Project Overview


Excavation of the tunneling required on Phase IA of the Lesotho Highlands Water Project (LHWP) has been an enormous undertaking. Hereunder is a study of the vital statistics that illustrates the scope of the achievements.

The bi-national, Lesotho Highlands Water Project (LHWP), between the Kingdom of Lesotho (KOL) and the Republic of South Africa (RSA), is one of the most comprehensive engineering projects of its kind in the world, aimed at harnessing the water resources of the highlands of Lesotho to the mutual advantage of South Africa and Lesotho. The whole concept of the LHWP can be traced as far back as around the 1930s§, in which the idea of capturing the Lesotho high summer rainfalls by dams and transferring to parts of RSA, enthused South Africa.

Preliminary Studies

The initial survey of the water potential of Lesotho was first introduced by the then British High Commissioner to Lesotho Sir Evelyn Baring around the 1950s. Ninham Shand of South Africa was appointed as consulting engineer to study the potential of harnessing the water of the Maluti Mountains for economic benefit of the Basotho people.
A study of the Oxbow project was undertaken for the Government of Lesotho from 1967 to 1968 (Ninham Shand and Partners, 1968). That study envisaged storage reservoirs at Oxbow and Pelaneng on the Malibamats’o River with tunnels northward to convey water to South Africa. In 1971 the Government of Lesotho (GOL) commissioned a further study (Binnie & Partners, 1971) which concluded that a 94m high Pelaneng dam could be constructed to divert a continuous supply of 8m³/s to South Africa.
In 1974 the Republic of South Africa (RSA) appointed Henry Olivier and Associates to carry out studies in connection with water and power projects in the neighboring countries. In a report submitted to the RSA in 1977 (Henry Olivier and Associates, 1977), ten alternative layouts for diversion of water from Lesotho to the Vaal basin and for possible hydroelectric projects associated with such projects were described.

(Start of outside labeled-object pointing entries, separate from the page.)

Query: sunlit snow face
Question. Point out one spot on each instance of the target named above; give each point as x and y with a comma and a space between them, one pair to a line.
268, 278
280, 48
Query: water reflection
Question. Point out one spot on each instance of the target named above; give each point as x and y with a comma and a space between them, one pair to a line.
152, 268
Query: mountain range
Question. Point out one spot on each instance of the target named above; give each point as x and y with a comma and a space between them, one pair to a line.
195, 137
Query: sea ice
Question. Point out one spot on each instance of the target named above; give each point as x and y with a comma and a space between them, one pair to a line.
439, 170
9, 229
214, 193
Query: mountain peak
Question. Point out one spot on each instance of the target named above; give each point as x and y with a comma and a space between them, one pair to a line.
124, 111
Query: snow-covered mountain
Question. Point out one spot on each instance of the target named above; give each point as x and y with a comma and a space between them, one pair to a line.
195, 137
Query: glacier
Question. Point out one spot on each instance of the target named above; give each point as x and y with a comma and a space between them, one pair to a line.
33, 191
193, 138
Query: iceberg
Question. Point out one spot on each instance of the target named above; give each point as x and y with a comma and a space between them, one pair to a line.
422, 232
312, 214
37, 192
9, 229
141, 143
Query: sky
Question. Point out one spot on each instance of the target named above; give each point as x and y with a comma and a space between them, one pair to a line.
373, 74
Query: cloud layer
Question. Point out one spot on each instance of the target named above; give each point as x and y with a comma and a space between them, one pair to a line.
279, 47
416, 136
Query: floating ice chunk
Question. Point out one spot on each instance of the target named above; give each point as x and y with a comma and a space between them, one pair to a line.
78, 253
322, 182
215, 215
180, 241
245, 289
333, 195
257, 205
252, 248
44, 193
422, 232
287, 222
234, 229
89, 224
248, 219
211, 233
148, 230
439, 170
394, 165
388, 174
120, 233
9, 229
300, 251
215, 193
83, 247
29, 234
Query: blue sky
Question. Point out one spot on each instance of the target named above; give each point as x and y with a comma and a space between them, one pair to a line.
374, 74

Joint Preliminary Feasibility Study

A joint preliminary feasibility study of the project with each government appointing its own consultants to assist in the study was carried out in 1978. A preliminary Feasibility report (Olivier, Binnie, 1979) concluded that a constant flow of some 35m³/s could be transferred to South Africa using a phased construction of five reservoirs at Oxbow, Pelaneng, Soai, Polihali and Taung on the Malibamats’o and Senqu (Orange) rivers and approximately 102km of tunnel to transfer water to South Africa. The generation of hydroelectric power in Lesotho was an integral part of the project proposal.